OOD Detection Framework

CodeFactor

Code for our paper Confidence-based Out-of-Distribution Detection: A Comparative Study and Analysis which won the best paper award at the UNSURE 2021 workshop at MICCAI.

Berger, Christoph, Magdalini Paschali, Ben Glocker, and Konstantinos Kamnitsas. "Confidence-based Out-of-Distribution Detection: A Comparative Study and Analysis." arXiv preprint arXiv:2107.02568 (2021).

Intro

Methods

Implemented methods: * Maximum Class Probability * Deep Ensembles * ODIN * Mahalanobis Distance * Center Loss * Mahalanobis Ensemble * Monte Carlo Dropout * Monte Carlo Dropout Ensemble

Usage Instructions

Datasets

The code works with CIFAR10 vs SVHN and with CheXpert OOD detection tasks. CIFAR10 and SVHN are automatically downloaded via torchvision. For CheXpert, download CheXpert-v1.0-small and place the folder in datasets. The current default settings for CheXpert can be found in config\chexpert.py and are categorized in 2 settings we trained on (see table 2).

Requirements

This code was developed and tested on Python 3.8. Install all the required packages from requirements.txt. Both training and inference need a supported Nvidia GPU.

Training

Train new models using train_wrn_cifar10.py or train_wrn_chexpert.py. To adapt the default settings, edit the config files for the respective datasets. The defaults values yielded the best results in our training.
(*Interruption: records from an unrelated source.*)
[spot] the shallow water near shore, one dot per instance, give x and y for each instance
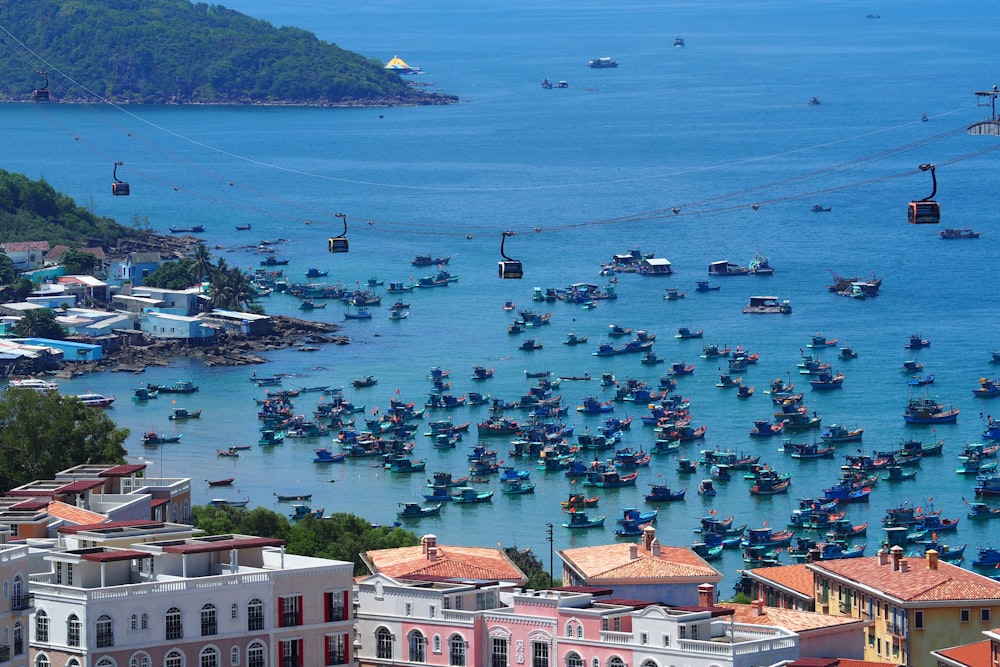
(669, 127)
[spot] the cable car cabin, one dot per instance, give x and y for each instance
(923, 213)
(511, 269)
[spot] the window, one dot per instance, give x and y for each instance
(456, 651)
(73, 630)
(209, 625)
(291, 610)
(174, 627)
(291, 653)
(105, 632)
(539, 654)
(209, 658)
(383, 644)
(418, 646)
(255, 615)
(336, 649)
(255, 655)
(335, 606)
(41, 627)
(499, 653)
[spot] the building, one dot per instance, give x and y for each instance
(428, 620)
(224, 599)
(646, 571)
(917, 605)
(431, 559)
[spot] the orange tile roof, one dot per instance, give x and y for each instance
(73, 514)
(796, 577)
(976, 654)
(796, 621)
(603, 564)
(918, 584)
(452, 562)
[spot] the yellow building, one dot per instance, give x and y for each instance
(918, 604)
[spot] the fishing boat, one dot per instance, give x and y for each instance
(223, 502)
(662, 493)
(579, 519)
(928, 411)
(154, 438)
(965, 233)
(687, 332)
(839, 433)
(411, 510)
(324, 455)
(469, 495)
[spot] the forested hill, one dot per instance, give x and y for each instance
(173, 51)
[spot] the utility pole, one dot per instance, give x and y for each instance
(550, 539)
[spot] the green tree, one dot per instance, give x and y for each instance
(78, 263)
(38, 323)
(44, 433)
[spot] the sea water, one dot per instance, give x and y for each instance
(580, 174)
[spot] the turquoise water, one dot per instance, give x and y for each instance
(711, 128)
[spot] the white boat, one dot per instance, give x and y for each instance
(35, 383)
(96, 400)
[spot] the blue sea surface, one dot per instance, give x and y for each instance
(580, 174)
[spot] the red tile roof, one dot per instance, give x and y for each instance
(918, 584)
(608, 563)
(452, 562)
(796, 577)
(977, 654)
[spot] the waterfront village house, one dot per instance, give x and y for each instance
(646, 571)
(918, 605)
(456, 622)
(431, 559)
(985, 653)
(26, 254)
(191, 601)
(784, 587)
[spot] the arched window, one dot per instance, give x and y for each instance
(418, 646)
(105, 632)
(42, 627)
(209, 624)
(456, 651)
(383, 644)
(255, 655)
(209, 658)
(73, 629)
(255, 615)
(174, 626)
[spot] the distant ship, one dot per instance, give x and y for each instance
(399, 66)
You might have to adapt the batch size to fit the datasets on your GPU. We also made use of Weights and Biases for data logging, you can disable or enable that via a command line arg (--wandb).

Evaluation

Run eval_chexpert.py -h or eval_cifar10.py -h to see which methods you can run. You can also specify the exact IDs of pretrained models in the config to set which one the code loads.

Further Analysis and Files

Some of the jupyter notebooks used for plotting of figures or analysing the results in more depth are located in the notebooks directory. However, some of the code and contents are experimental and might not work as intended.

Reference Results

CIFAR10 vs SVHN

CIFAR10 Results

CheXpert

CheXpert  Results

Repositories that helped assemble this collection of baselines

  • WideResNet from https://github.com/meliketoy/wide-resnet.pytorch/blob/master/config.py
  • Values from SVHN for normalization: https://deepobs.readthedocs.io/en/develop/_modules/deepobs/pytorch/datasets/svhn.html
  • Mahalanobis: https://github.com/pokaxpoka/deepMahalanobisdetector
  • ODIN: https://github.com/facebookresearch/odin
  • DUQ: https://github.com/y0ast/deterministic-uncertainty-quantification

How to cite

Please cite as: Berger, Christoph, Magdalini Paschali, Ben Glocker, and Konstantinos Kamnitsas. "Confidence-based Out-of-Distribution Detection: A Comparative Study and Analysis." arXiv preprint arXiv:2107.02568 (2021). BibTeX: bibtex @article{berger2021confidence, title={Confidence-based Out-of-Distribution Detection: A Comparative Study and Analysis}, author={Berger, Christoph and Paschali, Magdalini and Glocker, Ben and Kamnitsas, Konstantinos}, journal={arXiv preprint arXiv:2107.02568}, year={2021} }

Owner

  • Name: Christoph Berger
  • Login: christophbrgr
  • Kind: user
  • Location: Munich, Germany
  • Company: Tanso Technologies

PM @tanso-technologies 🌳 Previously at TU Munich, BiomedIA at Imperial College London, CBIL at Harvard Med School and DFCI in Boston.

Citation (CITATION.cff)

cff-version: 1.2.0
message: "If you use this software, please cite it as below."
authors:
- family-names: Berger
  affiliation: "Computer-Aided Medical Procedures, Technical University of Munich"
  given-names: Christoph
- affiliation: "Computer-Aided Medical Procedures, Technical University of Munich"
  family-names: Paschali
  given-names: Magdalini
- affiliation: "Imperial College London"
  family-names: Glocker
  given-names: Ben
- affiliation: "Imperial College London"
  family-names: Kamnitsas
  given-names: Konstantinos
title: "ood_detection_framework"
version: 1.0.0
date-released: 2021-07-28
url: "https://github.com/christophbrgr/ood_detection_framework"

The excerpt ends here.